The CareRooms company, run by Paul Guadin, is proposing to pay homeowners £50 per night to make spare rooms, which will be adapted with mobility aides and the latest technology, available.

Patients would also wear monitors that can detect changes in heart rate, blood pressure and temperature, providing an early warning system for infections and other conditions.

The CareRooms proposal, described as "innovative" by the county council, aims to bridge the gap between hospital and home, and address the growing issue of delayed transfers of care, so-called bed-blocking, and also high levels of re-admittance to hospital after treatment.

Mr Guadin has been in talks with officers from the county council, but one councillor, who serves on the adult services committee, is angry about what she describes as a lack of transparency from the council.

In a written question put before the full county council, which met yesterday (Tuesday), Councillor Sandra Crawford asked why members of the committee had not been briefed on the proposals and why the matter did not feature on any future agendas.

Cllr Crawford said she was told not to "jump to conclusions" as the county council was not considering a pilot, despite conflicting information that a working group had been set up, and CareRooms was advertising for host families.

She told The Hunts Post: "I was alerted to the possibility of the scheme in Cambridgeshire by a resident and through press reports. It is simply unacceptable that councillors charged with scrutinising public health and care services in the county are not given information to do our job and may be presented with a fait accompli through press reports on a proposal which rightly attracted both criticism and concerns when it was raised nationally last year.

"This entire discussion needs to be brought out into the open and scrutinised by not just councillors, but NHS trusts, social care providers and anyone who uses the NHS and may find themselves asked to accept a discharge to someone else's home."

Councillor Anna Bailey, chairman of the adult services committee at the county council, responded to the question by pointing out that the decision to provide CareRooms with information and insight into the system in Cambridgeshire fell within the ordinary business of the council. She said: "As the information given to CareRooms did not represent a change of council policy or commit the council to significant expenditure there is not a requirement to present it to committee.

"While at some point, it may be helpful to provide the committee with information on the council's involvement, our contact with CareRooms is very much at an early stage. I can confirm that the county council has not made a decision to enter into a partnership with CareRooms."

Mr Guadin has told The Hunts Post he felt it was proving difficult to have a "fair and open debate" and felt frustrated at the negativity surrounding the issue.

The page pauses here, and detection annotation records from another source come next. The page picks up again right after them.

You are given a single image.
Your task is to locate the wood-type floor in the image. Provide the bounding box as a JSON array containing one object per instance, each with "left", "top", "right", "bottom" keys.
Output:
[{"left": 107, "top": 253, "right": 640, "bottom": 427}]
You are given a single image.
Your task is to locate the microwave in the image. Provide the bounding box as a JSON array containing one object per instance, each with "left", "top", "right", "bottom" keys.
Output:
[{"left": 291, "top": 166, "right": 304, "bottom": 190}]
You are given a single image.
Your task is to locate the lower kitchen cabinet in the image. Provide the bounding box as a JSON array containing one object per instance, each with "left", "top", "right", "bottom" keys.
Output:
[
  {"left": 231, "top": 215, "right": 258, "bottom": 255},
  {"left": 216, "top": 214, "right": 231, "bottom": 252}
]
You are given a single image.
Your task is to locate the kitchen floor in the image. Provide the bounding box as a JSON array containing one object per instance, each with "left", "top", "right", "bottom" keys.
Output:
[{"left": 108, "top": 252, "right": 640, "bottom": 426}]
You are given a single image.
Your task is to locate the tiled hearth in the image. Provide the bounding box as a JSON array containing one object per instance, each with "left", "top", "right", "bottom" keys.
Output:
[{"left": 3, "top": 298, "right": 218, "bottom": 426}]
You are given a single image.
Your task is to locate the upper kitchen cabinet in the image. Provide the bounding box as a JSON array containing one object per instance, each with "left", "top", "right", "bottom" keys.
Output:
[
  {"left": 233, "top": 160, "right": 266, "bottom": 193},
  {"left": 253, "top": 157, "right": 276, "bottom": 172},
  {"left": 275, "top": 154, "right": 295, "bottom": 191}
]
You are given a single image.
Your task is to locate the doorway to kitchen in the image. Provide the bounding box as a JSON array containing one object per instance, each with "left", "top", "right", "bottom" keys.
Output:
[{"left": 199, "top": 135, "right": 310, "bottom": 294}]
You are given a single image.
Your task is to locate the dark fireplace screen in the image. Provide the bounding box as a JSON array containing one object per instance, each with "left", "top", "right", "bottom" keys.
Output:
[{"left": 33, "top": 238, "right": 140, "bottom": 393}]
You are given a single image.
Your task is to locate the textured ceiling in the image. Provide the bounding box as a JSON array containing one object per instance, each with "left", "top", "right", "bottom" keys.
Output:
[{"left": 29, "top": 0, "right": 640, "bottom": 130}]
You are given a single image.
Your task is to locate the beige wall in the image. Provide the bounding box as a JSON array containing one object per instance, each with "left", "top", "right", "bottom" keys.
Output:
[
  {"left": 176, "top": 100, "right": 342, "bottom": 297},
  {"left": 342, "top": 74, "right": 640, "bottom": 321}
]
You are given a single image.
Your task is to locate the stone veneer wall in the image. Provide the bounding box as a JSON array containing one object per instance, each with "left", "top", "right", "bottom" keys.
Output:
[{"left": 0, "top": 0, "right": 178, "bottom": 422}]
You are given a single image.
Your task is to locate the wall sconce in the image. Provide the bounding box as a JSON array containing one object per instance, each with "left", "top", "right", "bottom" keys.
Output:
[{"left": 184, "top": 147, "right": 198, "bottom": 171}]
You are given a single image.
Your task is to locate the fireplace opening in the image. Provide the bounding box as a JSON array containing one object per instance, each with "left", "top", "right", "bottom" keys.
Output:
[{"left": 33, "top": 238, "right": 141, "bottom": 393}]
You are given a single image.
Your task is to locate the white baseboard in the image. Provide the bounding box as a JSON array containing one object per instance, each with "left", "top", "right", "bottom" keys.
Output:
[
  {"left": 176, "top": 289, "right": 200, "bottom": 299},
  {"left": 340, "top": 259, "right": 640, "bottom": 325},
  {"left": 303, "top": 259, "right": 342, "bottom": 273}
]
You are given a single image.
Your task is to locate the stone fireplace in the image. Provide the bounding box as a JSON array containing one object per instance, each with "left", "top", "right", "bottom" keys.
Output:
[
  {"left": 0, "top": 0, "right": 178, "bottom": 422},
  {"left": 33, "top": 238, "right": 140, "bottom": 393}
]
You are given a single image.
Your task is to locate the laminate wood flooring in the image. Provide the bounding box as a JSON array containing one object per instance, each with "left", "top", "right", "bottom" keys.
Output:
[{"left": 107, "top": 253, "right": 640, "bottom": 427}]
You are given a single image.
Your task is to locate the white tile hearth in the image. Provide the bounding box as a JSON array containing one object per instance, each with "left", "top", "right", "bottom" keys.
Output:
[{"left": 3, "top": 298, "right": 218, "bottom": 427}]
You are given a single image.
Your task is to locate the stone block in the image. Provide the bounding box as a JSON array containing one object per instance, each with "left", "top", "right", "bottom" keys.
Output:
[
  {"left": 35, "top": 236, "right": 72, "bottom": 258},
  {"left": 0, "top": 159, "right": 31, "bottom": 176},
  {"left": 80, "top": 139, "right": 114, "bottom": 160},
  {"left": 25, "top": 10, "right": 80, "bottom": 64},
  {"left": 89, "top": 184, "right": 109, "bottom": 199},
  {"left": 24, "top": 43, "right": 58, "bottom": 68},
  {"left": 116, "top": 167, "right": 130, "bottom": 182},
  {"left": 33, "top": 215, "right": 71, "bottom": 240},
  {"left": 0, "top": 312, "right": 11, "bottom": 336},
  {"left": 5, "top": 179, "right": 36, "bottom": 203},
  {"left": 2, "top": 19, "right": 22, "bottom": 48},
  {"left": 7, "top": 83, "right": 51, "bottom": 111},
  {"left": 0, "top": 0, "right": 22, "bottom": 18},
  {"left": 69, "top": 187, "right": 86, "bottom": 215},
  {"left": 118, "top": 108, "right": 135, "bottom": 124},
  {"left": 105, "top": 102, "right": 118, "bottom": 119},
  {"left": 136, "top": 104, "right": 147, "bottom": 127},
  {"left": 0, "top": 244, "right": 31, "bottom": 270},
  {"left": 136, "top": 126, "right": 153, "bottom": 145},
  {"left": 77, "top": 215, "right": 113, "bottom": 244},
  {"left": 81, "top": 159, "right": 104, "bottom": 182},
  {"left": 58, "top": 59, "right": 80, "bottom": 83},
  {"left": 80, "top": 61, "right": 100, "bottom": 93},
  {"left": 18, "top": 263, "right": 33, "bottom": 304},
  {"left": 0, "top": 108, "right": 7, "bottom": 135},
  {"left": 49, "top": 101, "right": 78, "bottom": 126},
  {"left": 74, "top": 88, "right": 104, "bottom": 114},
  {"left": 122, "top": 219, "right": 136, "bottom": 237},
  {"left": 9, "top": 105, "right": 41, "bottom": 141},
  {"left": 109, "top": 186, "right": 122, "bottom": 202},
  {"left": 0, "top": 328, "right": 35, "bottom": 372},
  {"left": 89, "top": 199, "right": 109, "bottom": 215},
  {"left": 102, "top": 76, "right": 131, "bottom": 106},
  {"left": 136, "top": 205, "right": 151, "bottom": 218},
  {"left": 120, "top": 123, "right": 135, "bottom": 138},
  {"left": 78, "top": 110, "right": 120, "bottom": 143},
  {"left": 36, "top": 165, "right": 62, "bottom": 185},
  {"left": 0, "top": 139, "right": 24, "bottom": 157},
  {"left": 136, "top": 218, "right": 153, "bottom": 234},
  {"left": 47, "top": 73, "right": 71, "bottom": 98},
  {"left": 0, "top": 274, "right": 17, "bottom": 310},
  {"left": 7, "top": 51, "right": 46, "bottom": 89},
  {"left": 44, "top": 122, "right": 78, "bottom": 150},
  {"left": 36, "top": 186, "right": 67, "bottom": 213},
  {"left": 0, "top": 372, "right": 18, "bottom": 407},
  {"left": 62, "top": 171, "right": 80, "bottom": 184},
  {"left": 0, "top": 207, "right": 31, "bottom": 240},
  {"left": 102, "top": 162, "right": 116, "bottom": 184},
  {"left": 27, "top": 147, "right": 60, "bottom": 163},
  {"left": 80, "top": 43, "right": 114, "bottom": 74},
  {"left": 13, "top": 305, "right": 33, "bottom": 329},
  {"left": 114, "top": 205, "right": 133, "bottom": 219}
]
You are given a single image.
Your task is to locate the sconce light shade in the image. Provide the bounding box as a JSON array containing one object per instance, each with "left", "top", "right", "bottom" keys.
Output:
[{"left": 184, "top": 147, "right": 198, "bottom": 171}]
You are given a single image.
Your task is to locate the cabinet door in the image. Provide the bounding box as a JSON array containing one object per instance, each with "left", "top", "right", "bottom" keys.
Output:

He said: "We are continuing to have project advisory meetings. We are very proud of what we have put together and the technology we offer is not being offered by anyone else. All we are asking is to have an open debate in a fair environment."

In relation to the county council, he said: "They have simply offered to advise how we can support self-pay patients in the area safely and with the relevant checks and balances. They have never offered, nor have we asked for, a contract with the county council.

"We are moving ahead with hosts and shortly afterwards patients who are looking for convalescence or respite care bed, which are in scarce supply. Innovation is vital to break the cycle of bed blocking and re-admitting levels."